The Pope’s Envoy, Cardinal Matteo Zuppi, President of the Italian Bishops’ Conference, concluded his mission in Washington, D.C., on Wednesday, 19 July. The Holy See released a statement saying that Zuppi traveled to Washington on a three-day visit accompanied by an official of the Vatican Secretariat of State, to meet with United States President Joe Biden, thus continuing the peace mission Pope Francis had entrusted to him.
Upon arriving on Monday evening, 17 July, Cardinal Zuppi met with Archbishop Timothy Broglio, President of the United States Catholic Conference of Bishops (usccb), at the Apostolic Nunciature. They exchanged thoughts on the war in Ukraine and on the Holy See’s initiatives to help victims and promote peace.
The following morning, at the Rayburn House Office Building, the Vatican delegation, joined by Apostolic Nuncio, Cardinal-elect Christophe Pierre, and Monsignor Séamus Patrick Horgan, Counsellor of the Apostolic Nunciature, met with some members of the United States Commission on Security and Cooperation in Europe (Helsinki Commission), to whom he presented the nature and development of the mission entrusted to them by the Pope. They reflected together on the way in which said mission could be rendered more effective.
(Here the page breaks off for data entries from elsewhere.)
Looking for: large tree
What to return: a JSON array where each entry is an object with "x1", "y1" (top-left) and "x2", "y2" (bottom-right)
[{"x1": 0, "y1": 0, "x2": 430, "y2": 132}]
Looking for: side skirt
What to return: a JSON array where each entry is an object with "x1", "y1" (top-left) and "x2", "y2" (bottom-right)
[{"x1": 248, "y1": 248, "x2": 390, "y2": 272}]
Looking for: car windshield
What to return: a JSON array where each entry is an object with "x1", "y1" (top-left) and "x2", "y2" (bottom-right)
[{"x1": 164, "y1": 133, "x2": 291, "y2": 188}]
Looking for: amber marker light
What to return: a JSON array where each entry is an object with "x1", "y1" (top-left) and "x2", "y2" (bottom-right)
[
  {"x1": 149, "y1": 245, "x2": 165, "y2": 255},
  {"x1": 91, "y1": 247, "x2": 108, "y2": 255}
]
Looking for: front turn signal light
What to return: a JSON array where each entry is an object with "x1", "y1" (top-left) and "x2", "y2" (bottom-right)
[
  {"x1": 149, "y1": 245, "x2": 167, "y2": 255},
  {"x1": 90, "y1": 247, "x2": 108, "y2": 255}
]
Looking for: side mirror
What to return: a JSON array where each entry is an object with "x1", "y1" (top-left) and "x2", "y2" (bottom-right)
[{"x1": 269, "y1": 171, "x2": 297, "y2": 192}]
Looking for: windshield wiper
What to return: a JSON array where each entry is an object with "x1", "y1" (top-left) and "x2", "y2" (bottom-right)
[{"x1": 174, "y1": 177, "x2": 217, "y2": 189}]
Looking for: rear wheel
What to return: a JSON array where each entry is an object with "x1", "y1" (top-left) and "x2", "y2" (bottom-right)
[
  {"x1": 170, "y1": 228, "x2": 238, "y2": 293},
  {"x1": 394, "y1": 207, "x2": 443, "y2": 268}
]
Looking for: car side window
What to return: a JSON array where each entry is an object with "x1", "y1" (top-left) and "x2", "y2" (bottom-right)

In the afternoon later that day, the pontifical envoy and the other members of the delegation went to the White House, where they were greeted by President Biden. Cardinal Zuppi gave him a letter from the Holy Father underlining the Pope’s sorrow for the suffering caused by the war. The meeting, which began a little after 5 p.m., lasted for over an hour, and took place in an atmosphere of great cordiality and mutual listening. During the conversation, readiness was assured to support humanitarian initiatives, especially those dedicated to children and the most vulnerable people, to respond to urgent needs and to foster paths of peace. The morning of 19 July the Vatican delegation participated in the Senate Prayer Breakfast at the U.S. Congress House, during which Cardinal Zuppi had the opportunity to brief participants on his meetings during the various stages of his peace mission. At this event, appreciation was expressed for the Holy See’s efforts, and the responsibility of every individual to work for peace was emphasized.
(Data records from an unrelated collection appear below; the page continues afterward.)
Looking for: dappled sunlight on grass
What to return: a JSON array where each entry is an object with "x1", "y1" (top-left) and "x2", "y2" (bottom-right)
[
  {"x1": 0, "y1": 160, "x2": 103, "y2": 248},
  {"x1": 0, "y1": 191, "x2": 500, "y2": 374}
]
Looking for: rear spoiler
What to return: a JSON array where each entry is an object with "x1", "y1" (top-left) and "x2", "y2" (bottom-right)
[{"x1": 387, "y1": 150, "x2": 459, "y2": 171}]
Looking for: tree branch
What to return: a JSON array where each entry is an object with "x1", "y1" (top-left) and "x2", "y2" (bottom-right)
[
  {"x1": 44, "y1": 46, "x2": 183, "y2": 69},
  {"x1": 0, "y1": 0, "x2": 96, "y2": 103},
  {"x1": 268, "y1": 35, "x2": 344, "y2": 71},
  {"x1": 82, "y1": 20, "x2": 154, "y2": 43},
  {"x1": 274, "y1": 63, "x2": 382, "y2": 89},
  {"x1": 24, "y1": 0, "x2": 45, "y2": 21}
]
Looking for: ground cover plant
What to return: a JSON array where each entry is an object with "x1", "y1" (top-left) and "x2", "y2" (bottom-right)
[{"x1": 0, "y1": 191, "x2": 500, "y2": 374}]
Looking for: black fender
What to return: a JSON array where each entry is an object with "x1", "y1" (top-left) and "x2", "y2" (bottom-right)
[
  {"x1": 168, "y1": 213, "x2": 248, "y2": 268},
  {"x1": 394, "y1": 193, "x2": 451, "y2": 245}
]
“The meeting with the President was quite good”, Apostolic Nuncio Pierre told Vatican News in an interview. “The Cardinal insisted a lot about the fact that we want to contribute, but we have not the potential to resolve immediately all the problems. We know their complexity. So he insisted about the humanitarian dimension and the desire of the Holy Father to contribute in every possible way, but in particular, to the situation of the children, the children who have been transported to Russia from Ukraine”. The Cardinal-elect noted the Holy See’s responsibility to take action, since it is part of the world. “The consequences of the war are terrible for the people”, he said. “I speak about the refugees, the people who have died, the trauma, especially in particular the question of the children”. He also explained that “in the diplomatic world, we have to work step by step”, adding that “one of these steps is precisely what the Cardinal [Zuppi] is doing, without the pretension to resolve everything. And we have a lot of hope for the future”, he concluded.
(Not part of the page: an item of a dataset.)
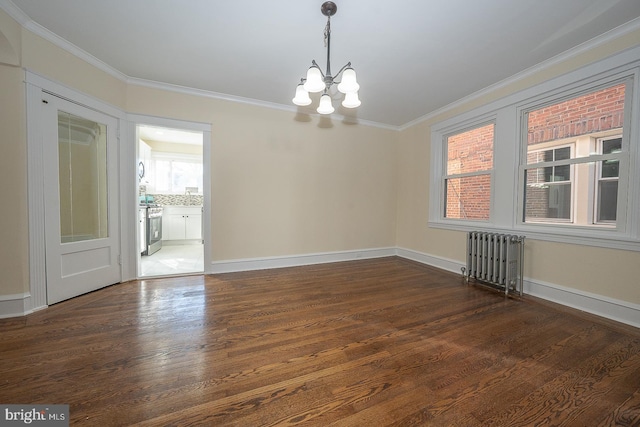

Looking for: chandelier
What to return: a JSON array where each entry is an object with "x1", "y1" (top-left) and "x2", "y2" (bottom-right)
[{"x1": 292, "y1": 1, "x2": 360, "y2": 114}]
In a separate interview with Vatican News, Archbishop Timothy Broglio also commented on the Holy See’s initiative and on Cardinal Zuppi’s mission. He said the meeting with President Biden was “not mediation, but an opportunity to see what the Holy See could do to help in an eventual end of hostilities in Ukraine”. Expressing concern for a potential escalation, Archbishop Broglio stressed the importance of the statement from the Committee on International Justice and Peace, which “decried the use of cluster bombs, aligning ourselves with the position that the Holy See has taken about those kinds of weapons which are […] indiscriminate in the victims”. The Archbishop also shared that seeing the destruction and suffering taking place in Ukraine, “Catholics in the United States tried to respond the best way we could”, which he said was through prayer and humanitarian assistance.